Encryption, private data, and private swarms with IPFS

Using IPFS for user apps with user data typically requires encryption. Since IPFS does not natively provide encryption, this is something that developers need to find a solution for.

Encryption of user data is a broad topic, and with user-owned data, this is even more challenging as it typically requires some form of key management.

Tools, libraries and services offering encryption over IPFS

In the last couple of months, I came across several tools and approaches to this problem, so I’m trying to curate a list of tools, libraries, and services that address this.

Libraries and tooling built on top of IPFS/IPLD

  • WNFS is a filesystem built on top of IPFS by the Fission team. WNFS is pretty clever and uses a unique symmetric encryption key for each file and directory while encapsulating the encryption keys in the actual IPLD nodes. This concept is known as a Cryptree (more on this in this talk https://youtu.be/3se17NAS-Lw?t=435)
  • Peergos is another filesystem built on top of IPFS that also implements Cryptrees, the same pattern used by WNFS.
  • Ceramic created the dag-jose codec for IPLD which allows storing encrypted data.

Usability

WNFS is the only one I’ve tried, thanks to some help I got from the Fission team.

The nice thing about WNFS is that it works in browsers, and Fission’s work on WalletAuth means that the encryption keys for the private filesystem are derived from the user’s blockchain wallet,e.g. via metamask.

As far as I know, WNFS is agnostic to where you derive the root key from, and they also have an example that uses the WebCrypto API to generate non-extracable keys in the browser. In this case, when using multiple devices, each device has its key and access is delegated with UCANs.

APIs and services offering encryption with IPFS

Unlike the projects above, the following are hosted services that handle encryption for you. I haven’t actually tried any of these, but they seem suitable for trusted setups where you want to ensure data isn’t public by default, but are willing to delegate trust to the service to manage encryption (in a somewhat similar way to how you use Google Drive and Dropbox):

  • Fileverse an encrypted user storage and sharing app built on top of IPFS that integrates with cryptowallets.
  • Chainsafe files an encrypted user storage/sharing app built on top of IPFS
  • Lighthouse storage a hosted IPFS service with encryption. They manage the keys for you. They have an SDK which means you can use this programmatically in apps.

Private IPFS Swarms

Another thing that’s worth flagging is private IPFS swarms.

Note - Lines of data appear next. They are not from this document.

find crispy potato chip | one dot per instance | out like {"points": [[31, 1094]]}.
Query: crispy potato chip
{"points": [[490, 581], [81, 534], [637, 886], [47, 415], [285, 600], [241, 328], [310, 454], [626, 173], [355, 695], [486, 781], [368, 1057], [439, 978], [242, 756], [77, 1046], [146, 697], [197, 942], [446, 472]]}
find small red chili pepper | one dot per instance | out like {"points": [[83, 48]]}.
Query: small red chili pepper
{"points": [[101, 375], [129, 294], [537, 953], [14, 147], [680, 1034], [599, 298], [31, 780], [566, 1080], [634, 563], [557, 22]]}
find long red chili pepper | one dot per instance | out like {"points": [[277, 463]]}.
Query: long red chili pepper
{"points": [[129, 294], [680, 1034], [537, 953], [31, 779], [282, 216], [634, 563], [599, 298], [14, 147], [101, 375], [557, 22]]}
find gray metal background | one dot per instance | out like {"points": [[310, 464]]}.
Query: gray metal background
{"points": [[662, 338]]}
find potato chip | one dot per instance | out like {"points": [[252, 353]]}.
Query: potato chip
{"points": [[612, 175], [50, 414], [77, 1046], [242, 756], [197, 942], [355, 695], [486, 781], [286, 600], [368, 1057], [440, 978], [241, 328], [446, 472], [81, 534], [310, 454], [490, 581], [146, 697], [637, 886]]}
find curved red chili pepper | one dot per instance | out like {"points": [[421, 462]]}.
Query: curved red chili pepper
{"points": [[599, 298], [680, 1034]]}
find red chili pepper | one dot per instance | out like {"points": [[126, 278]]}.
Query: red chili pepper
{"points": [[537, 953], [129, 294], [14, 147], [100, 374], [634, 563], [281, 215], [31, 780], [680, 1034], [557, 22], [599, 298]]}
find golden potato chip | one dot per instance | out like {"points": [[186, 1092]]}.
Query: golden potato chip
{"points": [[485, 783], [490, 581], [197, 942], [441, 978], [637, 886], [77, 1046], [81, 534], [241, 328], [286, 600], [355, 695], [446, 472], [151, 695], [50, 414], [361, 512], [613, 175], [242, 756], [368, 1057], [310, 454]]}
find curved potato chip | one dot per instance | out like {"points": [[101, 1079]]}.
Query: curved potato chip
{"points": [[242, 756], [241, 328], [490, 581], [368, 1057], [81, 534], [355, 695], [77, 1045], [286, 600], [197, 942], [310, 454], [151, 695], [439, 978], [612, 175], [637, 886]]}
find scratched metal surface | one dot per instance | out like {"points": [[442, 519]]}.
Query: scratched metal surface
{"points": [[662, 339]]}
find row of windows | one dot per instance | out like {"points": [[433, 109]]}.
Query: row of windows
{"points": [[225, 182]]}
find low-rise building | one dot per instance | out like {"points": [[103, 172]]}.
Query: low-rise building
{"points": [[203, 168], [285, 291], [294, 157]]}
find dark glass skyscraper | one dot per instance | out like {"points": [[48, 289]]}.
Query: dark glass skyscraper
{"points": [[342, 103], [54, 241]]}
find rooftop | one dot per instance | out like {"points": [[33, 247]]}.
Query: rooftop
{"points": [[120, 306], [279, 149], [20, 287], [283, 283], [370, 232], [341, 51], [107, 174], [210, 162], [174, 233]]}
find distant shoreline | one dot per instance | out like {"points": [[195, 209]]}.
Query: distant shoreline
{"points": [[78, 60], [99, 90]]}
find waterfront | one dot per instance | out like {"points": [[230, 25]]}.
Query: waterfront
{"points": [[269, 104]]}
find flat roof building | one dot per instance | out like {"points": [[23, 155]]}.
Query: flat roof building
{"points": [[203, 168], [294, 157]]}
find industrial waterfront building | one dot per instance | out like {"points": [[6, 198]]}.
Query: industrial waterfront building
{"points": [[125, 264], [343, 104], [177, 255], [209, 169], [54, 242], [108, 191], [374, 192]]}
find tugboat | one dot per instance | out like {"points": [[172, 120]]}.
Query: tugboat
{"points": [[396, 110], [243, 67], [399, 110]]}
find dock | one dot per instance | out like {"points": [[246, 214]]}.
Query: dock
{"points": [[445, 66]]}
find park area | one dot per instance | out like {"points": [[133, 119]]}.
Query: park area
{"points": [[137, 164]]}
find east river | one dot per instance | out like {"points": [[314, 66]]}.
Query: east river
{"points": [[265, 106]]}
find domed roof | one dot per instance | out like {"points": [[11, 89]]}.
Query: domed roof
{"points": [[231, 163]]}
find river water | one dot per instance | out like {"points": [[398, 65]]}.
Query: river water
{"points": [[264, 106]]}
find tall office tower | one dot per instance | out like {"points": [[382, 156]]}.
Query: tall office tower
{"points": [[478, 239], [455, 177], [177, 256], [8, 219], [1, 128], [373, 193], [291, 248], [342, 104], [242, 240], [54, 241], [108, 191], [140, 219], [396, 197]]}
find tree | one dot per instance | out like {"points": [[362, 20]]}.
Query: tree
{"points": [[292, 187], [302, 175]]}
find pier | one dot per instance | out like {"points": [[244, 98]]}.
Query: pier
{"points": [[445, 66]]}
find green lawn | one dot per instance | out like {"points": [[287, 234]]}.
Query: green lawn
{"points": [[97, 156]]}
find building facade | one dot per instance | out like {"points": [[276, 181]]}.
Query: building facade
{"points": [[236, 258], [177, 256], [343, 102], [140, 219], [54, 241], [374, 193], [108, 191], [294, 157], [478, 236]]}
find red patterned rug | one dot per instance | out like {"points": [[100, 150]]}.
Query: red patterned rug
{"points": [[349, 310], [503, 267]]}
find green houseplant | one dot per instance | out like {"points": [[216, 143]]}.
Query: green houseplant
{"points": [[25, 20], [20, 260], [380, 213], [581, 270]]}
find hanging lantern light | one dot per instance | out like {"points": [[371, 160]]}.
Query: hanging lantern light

Private IPFS swarms do not encrypt any of the data, instead they limit network participation and communication to nodes that share an encryption key.

from the config docs:

It allows ipfs to only connect to other peers who have a shared secret key.

Some more details about private IPFS swarms from a GitHub comment:

Basically, everyone on the network uses the same symmetric key to encrypt all traffic (on top of the other encryption we do). This means you can’t join without this symmetric key.
Forward secrecy: connections are already encrypted and secured with a Diffie-Hellman handshake before they’re re-encrypted with this shared secret. So yes, it does have forward secrecy.
However, if you leak the secret key, anyone with access to the secret key can now join the network unless you rotate the secret key first.


Any services, tools, or libraries I missed? Let me know by replying! I’d love to know

5 Likes

Another user app that I forgot to mention is https://fileverse.io/

1 Like

WNFS seems really nice, thanks for sharing this is a great topic. Have you found any information out there on how to use dag-jose with kubo ? Saw this, haven’t found yet an example of how it’s done with IPLD.

The link to the ceramic.network blog post on dag-jose doesn’t open here (other links work), copying the URL manually works though, thanks.

2 Likes

Just came across this guide and example repo. It delegates encryption to GPG.

1 Like

I haven’t yet, but I’m sure someone from the Ceramic team could maybe chime in.

Hi Daniel, the frameworks look very interesting, thanks for researching. Do you perhaps also know whether these frameworks allow to change the encryption?

We are looking for some ways to host private data on IPFS, and the ownership over the data can be changed. We are thinking of changing the encryption once the data changes from owner, thereby making it able for the new owner to access the data, while the old owner should be unable to access the data.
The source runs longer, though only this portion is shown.